Friday, January 04, 2013

10 Stocks to Last The Decade

Barry Ritholtz looks back at Fortune's 10 Stocks To Last The Decade from 2000:
1. Nokia
2. Nortel Networks
3. Enron
4. Oracle
5. Broadcom
6. Viacom
7. Univision
8. Charles Schwab
9. Morgan Stanley Dean Witter
10. Genentech
Ritholtz writes:
The portfolio managed to lose 74.31%, with 3 bankruptcies, one bailout, and not a single winner in the bunch. Even the Roche Holdings takeover of Genentech was for 37% below the suggested purchase price. The lesson is that valuation matters.

2012 Predictions

Rather than insult you with another list of predictions for the year ahead, I find it more valuable to look back at how some of last year's prediction lists fared. A year ago, analysts were making a variety of predictions, but there was one common theme: Most of them were wrong. Dead wrong.

***

From John Paulson’s call for a collapse in Europe to Morgan Stanley (MS)’s warning that U.S. stocks would decline, Wall Street got little right in its prognosis for the year just ended.

Paulson, who manages $19 billion in hedge funds, said the euro would fall apart and bet against the region’s debt.
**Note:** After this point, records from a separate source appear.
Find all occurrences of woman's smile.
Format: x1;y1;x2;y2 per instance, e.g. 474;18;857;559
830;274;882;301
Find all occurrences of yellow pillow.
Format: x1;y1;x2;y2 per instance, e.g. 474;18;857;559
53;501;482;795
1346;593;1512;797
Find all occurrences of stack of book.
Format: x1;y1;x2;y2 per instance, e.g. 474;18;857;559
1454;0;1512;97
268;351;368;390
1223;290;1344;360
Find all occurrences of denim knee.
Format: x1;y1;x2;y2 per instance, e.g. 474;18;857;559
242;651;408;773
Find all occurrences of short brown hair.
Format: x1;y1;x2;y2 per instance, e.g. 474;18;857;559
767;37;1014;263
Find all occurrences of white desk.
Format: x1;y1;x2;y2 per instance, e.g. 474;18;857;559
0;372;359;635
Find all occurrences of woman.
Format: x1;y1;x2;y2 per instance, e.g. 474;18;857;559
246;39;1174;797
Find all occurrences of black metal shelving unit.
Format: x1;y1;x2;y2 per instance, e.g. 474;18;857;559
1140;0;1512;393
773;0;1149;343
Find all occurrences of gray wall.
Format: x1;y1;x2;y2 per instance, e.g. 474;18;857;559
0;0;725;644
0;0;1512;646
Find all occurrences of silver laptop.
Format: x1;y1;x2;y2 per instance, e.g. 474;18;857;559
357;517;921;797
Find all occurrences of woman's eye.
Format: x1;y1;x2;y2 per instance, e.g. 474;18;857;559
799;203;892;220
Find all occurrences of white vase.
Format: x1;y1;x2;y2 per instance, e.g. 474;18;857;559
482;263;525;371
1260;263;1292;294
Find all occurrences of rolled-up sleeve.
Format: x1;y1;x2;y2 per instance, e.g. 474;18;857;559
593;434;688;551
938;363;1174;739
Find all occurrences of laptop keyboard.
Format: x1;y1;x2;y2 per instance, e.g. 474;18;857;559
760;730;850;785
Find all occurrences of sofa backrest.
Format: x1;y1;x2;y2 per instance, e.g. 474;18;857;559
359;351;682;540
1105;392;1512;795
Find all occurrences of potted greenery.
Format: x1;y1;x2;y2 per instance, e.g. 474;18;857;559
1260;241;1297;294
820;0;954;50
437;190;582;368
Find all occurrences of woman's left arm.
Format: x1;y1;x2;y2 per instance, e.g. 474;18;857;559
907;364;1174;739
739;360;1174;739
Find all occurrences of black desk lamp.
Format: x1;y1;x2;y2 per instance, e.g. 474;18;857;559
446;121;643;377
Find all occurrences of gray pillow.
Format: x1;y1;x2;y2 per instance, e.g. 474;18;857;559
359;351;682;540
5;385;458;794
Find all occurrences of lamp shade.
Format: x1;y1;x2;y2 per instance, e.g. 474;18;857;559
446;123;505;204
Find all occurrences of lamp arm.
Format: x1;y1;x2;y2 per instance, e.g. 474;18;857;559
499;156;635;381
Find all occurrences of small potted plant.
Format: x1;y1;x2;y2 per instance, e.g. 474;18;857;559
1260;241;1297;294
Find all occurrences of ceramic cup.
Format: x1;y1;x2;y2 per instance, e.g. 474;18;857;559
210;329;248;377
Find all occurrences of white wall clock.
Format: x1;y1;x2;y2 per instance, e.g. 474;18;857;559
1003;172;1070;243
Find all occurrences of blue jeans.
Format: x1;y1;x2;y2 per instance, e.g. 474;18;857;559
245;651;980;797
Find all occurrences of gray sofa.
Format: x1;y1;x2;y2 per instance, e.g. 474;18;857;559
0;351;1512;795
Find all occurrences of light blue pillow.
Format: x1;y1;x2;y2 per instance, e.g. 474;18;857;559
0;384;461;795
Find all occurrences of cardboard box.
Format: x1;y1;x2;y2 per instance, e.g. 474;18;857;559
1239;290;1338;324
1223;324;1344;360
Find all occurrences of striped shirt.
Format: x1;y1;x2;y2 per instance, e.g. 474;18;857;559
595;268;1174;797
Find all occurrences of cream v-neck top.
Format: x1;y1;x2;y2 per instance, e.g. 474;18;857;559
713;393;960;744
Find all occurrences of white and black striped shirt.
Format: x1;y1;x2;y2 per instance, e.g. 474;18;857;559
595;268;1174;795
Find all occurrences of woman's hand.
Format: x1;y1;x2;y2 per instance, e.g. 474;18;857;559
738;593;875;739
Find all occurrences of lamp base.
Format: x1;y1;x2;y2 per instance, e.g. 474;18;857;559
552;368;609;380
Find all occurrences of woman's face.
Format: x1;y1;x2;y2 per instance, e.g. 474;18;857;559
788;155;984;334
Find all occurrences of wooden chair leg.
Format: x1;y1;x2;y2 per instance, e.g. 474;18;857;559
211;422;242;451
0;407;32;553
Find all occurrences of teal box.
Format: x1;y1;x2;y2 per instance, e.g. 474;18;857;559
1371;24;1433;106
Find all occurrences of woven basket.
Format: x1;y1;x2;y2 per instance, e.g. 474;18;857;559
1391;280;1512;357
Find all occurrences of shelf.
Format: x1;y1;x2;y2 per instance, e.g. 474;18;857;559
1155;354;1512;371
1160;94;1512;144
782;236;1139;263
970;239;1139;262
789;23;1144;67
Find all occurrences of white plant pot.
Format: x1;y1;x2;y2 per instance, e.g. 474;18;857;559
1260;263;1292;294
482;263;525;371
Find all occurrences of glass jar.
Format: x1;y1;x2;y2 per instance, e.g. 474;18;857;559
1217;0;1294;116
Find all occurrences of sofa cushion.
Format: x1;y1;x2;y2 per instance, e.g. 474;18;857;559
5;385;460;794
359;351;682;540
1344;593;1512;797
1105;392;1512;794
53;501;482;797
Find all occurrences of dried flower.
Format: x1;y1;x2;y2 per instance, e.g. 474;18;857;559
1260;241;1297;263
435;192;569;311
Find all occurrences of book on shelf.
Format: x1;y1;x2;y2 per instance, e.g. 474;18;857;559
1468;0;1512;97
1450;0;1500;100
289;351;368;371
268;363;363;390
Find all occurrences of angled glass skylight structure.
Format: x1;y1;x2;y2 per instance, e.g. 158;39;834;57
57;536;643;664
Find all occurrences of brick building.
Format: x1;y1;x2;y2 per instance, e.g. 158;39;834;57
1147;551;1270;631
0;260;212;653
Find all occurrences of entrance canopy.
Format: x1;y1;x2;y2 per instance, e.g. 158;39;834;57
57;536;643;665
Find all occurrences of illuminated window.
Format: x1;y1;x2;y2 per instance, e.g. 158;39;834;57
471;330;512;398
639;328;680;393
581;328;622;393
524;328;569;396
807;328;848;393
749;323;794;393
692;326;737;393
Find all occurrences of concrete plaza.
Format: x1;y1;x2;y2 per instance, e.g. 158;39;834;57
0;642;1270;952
Morgan Stanley predicted the Standard & Poor’s 500 Index would lose 7 percent and Credit Suisse Group AG (CSGN) foresaw wider swings in equity prices. All of them proved wrong last year and investors would have done better listening to Goldman Sachs Group Inc. (GS) Chief Executive Officer Lloyd C. Blankfein, who said the real risk was being too pessimistic.

Wednesday, January 02, 2013

tax rates on dividends still attractive

The bad news is that taxes on dividends were raised in the negotiations over the fiscal cliff that ended on Tuesday.

Now the good news in the dividend rates is this: The talk before this weekend was that going over the fiscal cliff meant dividends would be taxed as ordinary income -- as they were under the Reagan administration's 1986 tax law.

In other words, investors were looking at a 39.6% rate or higher on dividends.

No wonder companies like Wynn Resorts (WYNN +4.96%), Las Vegas Sands (LVS +5.61%) and others declared special dividends to return cash to shareholders (often the CEO) before higher tax rates kicked in.

Didn't happen. And dividend-paying stocks will still attract investors looking for income.

The bill that Congress passed and President Obama says he will sign raises the top rate on dividends to 20%. But that rate applies only if you are single earning $400,000 or more a year or if you're married and filing jointly and earning $450,000 a year or more.

For everyone else, the rate on dividends is still 15%. The bill also capped taxes on capital gains at 15% and 20% for the most affluent.

Result: Dividend-paying stocks like AT&T (T +3.83%), Merck (MRK), Washington Real Estate Investment Trust (WRT -0.46%), Edison International (EIX +1.81%) and Pfizer (PFE +3.31%) enjoyed solid gains. AT&T jumped $1.29 to $35. Coca-Cola (KO +3.72%) climbed $1.35 to $37.60.